Readdir()'s inode numbers versus OverlayFS
Recently I re-read Deep Down the Rabbit Hole: Bash, OverlayFS, and a 30-Year-Old Surprise (via) and this time around, I stumbled over a bit in the writeup that made me raise my eyebrows:
Bash’s fallback getcwd() assumes that the inode [number] from stat() matches one returned by readdir(). OverlayFS breaks that assumption.
I wouldn't call this an 'assumption' so much as 'sane POSIX semantics', although I'm not sure that POSIX absolutely requires this.
As we've seen before, POSIX talks about 'file serial number(s)' instead of inode numbers. The best definition of these is covered in sys/stat.h, where we see that a 'file identity' is uniquely determined by the combination the inode number and the device ID (st_dev), and POSIX says that 'at any given time in a system, distinct files shall have distinct file identities' while hardlinks have the same identity. The POSIX description of readdir() and dirent.h don't caveat the d_ino file serial numbers from readdir(), so they're implicitly covered by the general rules for file serial numbers.

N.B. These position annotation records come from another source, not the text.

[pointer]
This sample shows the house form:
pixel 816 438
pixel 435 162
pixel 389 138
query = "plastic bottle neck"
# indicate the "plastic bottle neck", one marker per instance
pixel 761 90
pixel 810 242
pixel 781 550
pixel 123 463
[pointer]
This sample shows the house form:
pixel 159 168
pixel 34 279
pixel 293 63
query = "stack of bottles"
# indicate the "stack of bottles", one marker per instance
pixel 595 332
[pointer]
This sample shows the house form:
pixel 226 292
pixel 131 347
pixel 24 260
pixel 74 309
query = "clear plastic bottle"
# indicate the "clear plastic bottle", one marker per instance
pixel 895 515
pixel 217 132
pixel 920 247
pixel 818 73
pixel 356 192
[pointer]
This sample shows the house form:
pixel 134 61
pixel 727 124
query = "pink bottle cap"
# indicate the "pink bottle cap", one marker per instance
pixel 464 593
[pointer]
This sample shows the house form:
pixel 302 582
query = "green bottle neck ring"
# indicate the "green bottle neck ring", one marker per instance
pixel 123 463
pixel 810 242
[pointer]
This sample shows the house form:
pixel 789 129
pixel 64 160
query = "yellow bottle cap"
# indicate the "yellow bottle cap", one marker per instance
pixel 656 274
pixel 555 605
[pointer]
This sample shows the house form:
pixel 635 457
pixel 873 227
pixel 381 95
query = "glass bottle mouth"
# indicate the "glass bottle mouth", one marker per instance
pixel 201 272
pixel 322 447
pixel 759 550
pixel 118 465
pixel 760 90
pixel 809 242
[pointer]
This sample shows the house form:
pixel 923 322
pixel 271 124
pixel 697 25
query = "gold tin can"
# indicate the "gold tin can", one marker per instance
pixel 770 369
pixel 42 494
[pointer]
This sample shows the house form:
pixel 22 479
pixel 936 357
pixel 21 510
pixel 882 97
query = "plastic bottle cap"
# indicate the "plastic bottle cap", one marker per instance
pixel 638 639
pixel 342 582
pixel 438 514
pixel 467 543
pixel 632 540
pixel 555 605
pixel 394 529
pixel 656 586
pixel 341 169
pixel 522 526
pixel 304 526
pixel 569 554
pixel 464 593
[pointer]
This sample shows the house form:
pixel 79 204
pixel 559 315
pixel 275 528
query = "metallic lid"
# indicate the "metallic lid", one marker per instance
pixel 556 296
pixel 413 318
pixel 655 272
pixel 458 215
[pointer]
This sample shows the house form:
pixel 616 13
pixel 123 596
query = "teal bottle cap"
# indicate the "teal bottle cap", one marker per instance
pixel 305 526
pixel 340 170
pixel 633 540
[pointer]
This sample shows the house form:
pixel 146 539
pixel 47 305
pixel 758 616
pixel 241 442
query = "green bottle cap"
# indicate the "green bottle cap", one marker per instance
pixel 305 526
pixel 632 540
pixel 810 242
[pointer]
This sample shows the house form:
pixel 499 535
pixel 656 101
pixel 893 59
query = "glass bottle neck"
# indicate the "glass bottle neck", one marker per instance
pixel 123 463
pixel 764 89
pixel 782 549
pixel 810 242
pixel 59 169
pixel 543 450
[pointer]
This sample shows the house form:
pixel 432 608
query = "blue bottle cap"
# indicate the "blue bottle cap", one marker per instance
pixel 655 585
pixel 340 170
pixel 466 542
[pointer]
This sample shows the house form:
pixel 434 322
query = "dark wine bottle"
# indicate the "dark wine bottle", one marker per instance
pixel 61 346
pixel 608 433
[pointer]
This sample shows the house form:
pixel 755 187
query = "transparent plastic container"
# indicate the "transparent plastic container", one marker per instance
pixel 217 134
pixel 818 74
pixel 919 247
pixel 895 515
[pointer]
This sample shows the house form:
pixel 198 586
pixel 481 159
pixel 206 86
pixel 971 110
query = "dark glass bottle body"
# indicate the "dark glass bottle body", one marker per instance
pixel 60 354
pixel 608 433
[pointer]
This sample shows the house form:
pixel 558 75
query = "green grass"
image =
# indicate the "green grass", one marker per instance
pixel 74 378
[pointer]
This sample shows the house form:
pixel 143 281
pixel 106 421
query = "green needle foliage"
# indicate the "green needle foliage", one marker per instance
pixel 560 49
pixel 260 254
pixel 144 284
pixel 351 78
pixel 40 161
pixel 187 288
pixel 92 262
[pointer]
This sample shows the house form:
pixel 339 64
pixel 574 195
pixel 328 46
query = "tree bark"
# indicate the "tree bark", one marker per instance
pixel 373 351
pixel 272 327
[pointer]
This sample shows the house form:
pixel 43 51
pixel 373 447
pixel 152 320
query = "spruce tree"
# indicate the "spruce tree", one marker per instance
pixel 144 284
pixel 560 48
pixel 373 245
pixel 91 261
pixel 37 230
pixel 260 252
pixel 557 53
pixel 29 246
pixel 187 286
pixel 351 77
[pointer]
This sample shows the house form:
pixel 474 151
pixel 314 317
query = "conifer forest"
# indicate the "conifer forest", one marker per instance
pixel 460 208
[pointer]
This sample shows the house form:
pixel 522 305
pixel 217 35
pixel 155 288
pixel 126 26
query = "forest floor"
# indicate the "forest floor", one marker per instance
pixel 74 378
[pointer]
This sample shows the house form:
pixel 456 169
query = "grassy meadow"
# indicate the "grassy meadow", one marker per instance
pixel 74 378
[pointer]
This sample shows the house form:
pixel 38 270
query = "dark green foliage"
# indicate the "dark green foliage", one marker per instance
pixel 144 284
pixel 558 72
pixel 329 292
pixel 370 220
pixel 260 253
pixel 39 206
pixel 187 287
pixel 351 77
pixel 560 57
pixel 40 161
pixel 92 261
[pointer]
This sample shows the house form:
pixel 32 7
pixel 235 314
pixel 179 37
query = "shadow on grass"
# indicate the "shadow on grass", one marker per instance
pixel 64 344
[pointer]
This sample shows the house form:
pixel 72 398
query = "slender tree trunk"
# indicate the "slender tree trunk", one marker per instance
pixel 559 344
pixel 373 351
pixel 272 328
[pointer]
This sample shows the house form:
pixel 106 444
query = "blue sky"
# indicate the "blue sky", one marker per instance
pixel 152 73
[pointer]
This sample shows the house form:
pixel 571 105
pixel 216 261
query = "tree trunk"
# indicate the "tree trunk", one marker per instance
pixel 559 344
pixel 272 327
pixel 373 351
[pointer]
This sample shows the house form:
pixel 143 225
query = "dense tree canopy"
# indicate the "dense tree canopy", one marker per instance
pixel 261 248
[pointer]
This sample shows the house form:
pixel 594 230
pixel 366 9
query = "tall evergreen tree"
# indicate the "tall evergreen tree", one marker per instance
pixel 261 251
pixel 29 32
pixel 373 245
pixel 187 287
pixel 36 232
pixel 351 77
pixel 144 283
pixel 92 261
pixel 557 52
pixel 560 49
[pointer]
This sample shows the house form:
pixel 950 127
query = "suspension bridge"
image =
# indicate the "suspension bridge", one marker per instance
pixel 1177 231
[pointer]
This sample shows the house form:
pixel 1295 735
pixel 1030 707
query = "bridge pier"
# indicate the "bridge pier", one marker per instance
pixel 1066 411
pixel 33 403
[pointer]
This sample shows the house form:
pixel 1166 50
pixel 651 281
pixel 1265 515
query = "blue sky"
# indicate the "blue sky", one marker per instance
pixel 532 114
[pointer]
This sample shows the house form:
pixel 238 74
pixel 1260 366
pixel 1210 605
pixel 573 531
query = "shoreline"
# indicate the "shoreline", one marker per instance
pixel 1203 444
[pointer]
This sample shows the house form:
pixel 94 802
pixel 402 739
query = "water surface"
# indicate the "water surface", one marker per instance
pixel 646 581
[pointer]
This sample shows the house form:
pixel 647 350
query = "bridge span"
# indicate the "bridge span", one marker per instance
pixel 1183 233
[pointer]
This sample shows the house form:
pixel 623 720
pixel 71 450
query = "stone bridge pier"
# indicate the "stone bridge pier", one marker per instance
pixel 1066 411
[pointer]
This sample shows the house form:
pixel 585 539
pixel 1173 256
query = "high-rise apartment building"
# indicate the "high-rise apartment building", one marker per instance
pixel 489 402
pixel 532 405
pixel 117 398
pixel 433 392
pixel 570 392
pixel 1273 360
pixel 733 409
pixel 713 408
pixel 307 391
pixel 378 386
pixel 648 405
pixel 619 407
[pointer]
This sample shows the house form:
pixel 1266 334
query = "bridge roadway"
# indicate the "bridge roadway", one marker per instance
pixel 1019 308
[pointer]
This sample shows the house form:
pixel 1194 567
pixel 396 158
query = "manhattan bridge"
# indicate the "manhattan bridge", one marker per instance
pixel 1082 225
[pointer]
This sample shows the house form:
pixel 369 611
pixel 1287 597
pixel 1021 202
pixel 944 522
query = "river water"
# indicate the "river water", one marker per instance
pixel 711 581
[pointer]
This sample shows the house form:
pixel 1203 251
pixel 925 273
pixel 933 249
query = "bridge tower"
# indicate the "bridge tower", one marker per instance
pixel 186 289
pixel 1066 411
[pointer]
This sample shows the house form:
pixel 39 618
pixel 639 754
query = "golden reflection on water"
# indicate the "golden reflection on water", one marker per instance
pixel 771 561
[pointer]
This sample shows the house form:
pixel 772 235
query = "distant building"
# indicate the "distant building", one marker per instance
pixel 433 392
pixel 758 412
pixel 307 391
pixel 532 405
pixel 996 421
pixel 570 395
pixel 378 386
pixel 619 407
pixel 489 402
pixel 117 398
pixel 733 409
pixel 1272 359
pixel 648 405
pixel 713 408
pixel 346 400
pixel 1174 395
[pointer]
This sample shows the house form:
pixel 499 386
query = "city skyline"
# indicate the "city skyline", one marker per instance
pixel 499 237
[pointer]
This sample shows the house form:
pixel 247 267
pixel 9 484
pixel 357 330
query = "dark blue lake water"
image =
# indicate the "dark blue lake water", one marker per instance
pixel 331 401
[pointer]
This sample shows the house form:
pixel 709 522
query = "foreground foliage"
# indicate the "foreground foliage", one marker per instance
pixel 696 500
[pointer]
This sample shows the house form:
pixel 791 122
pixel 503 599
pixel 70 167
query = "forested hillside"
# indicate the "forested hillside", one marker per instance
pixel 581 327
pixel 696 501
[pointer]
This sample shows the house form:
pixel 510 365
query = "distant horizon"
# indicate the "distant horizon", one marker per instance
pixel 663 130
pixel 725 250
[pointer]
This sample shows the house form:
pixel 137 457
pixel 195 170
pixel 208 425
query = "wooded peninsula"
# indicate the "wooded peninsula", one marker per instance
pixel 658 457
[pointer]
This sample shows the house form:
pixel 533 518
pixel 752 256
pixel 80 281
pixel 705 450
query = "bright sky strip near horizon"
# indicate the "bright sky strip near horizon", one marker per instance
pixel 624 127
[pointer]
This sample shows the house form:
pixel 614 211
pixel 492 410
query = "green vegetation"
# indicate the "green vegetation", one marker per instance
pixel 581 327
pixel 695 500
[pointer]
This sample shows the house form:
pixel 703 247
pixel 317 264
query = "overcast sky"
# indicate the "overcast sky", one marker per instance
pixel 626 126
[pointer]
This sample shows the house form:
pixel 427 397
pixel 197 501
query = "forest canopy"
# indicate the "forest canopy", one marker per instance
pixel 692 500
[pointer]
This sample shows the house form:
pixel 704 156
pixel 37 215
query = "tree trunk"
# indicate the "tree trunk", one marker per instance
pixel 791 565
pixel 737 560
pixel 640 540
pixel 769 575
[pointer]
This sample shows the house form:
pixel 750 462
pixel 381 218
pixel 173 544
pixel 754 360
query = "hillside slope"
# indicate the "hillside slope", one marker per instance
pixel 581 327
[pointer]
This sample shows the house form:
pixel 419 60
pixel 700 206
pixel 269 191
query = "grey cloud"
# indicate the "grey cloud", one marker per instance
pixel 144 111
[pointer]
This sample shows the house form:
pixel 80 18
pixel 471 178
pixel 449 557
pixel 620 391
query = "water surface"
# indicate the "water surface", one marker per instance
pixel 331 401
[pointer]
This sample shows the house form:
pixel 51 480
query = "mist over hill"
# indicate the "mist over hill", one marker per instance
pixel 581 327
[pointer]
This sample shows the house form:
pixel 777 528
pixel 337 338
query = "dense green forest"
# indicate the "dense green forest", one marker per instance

In theory you can claim that the POSIX guarantees don't apply here since readdir() is only supplying d_ino, the file serial number, not the device ID as well. I maintain that this fails due to a POSIX requirement:
[...] The value of the structure's
d_inomember shall be set to the file serial number of the file named by thed_namemember. [...]
If readdir() gives one file serial number and a fstatat() of the same name gives another, a plain reading of POSIX is that one of them is lying. Files don't have two file serial numbers, they have one. Readdir() can return duplicate d_ino numbers for files that aren't hardlinks to each other (and I think legitimately may do so in some unusual circumstances), but it can't return something different than what fstatat() does for the same name.
The perverse argument here turns on POSIX's 'at any given time'. You can argue that the readdir() is at one time and the stat() is at another time and the system is allowed to entirely change file serial numbers between the two times. This is certainly not the intent of POSIX's language but I'm not sure there's anything in the standard that rules it out, even though it makes file serial numbers fairly useless since there's no POSIX way to get a bunch of them at 'a given time' so they have to be coherent.
So to summarize, OverlayFS has chosen what are effectively non-POSIX semantics for its readdir() inode numbers (under some circumstances, in the interests of performance) and Bash used readdir()'s d_ino in a traditional Unix way that caused it to notice. Unix filesystems can depart from POSIX semantics if they want, but I'd prefer if they were a bit more shamefaced about it. People (ie, programs) count on those semantics.
(The truly traditional getcwd() way wouldn't have been a problem, because it predates readdir() having d_ino and so doesn't use it (it stat()s everything to get inode numbers). I reflexively follow this pre-d_ino algorithm when I'm talking about doing getcwd() by hand (cf), but these days you want to use the dirent d_ino and if possible d_type, because they're much more efficient than stat()'ing everything.)
|
|